A move to Derbyshire for the start of the 1988 season saw Goldsmith play more regularly and he scored 1,071 runs in his first season with the county. He was a regular member of the team, particularly in one-day cricket and was part of the team which reached the final of the 1988 Benson & Hedges Cup, taking "a wonderful catch" on the boundary in the match. Injuries during 1989 and 1990 restricted his appearances, although he was a member of the Derbyshire team which won the 1990 Sunday League, hitting the winning runs in the match which clinched the trophy. The following season, Goldsmith was the only Derbyshire bowler to hit the stumps in the teams loss to Hertfordshire in a bowl-out in the 1991 NatWest Trophy.

==Move to Norfolk==
Goldsmith made two centuries in his 75 first-class matches, but suffered an injury in 1992, a cut which effectively ended his top-level career. He heard the news of his release by Derbyshire on local radio before having been informed by the county, which later apologised publicly. He moved to play for Norfolk, playing in 90 Minor Counties Championship matches for the county between 1993 and 2003, as well as appearing in the Minor Counties Trophy and 15 List A matches. He took a five-wicket haul in the 1997 Minor Counties Trophy final as Norfolk beat Shropshire at Lord's. and scored ten Minor Counties Championship centuries for the team, including a score of 200 not out in 1993, an innings in which he batted with Roger Finney to set a new record third-wicket partnership of 290 runs.

Consistently one of Norfolk's leading run scorers throughout his time in the team, Goldsmith scored 6,063 Minor Counties Championship runs and took 181 wickets. As well as his ten centuries, he made 39 half-centuries in his 11 seasons, and scored 157 in a Norfolk record fourth-wicket partnership of 195 with Carl Rogers in 1997. At the time he retired he was the ninth leading Championship run scorer in Norfolk history and one of only eight men to have scored a double century for the team, whilst his 917 Championship runs in 1993 are the fourth highest for the county. He played six times for the Minor Counties representative team in the Benson & Hedges Cup in 1995 and 1998.

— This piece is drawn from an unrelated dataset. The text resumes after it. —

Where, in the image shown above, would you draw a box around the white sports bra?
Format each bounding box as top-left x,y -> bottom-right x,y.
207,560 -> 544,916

Goldsmith set up a cricket coaching company in Norfolk and continues to coach in the county, being involved with the Norfolk county team as well as with a variety of other local teams. England international cricketer Olly Stone, who was a Norfolk age-group player, credits Goldsmith with identifying his talent and encouraging him to pursue the sport at a higher level. Goldsmith played for and coached at Vauxhall Mallards in Brundall and was a games coach at Taverham Hall School near Norwich.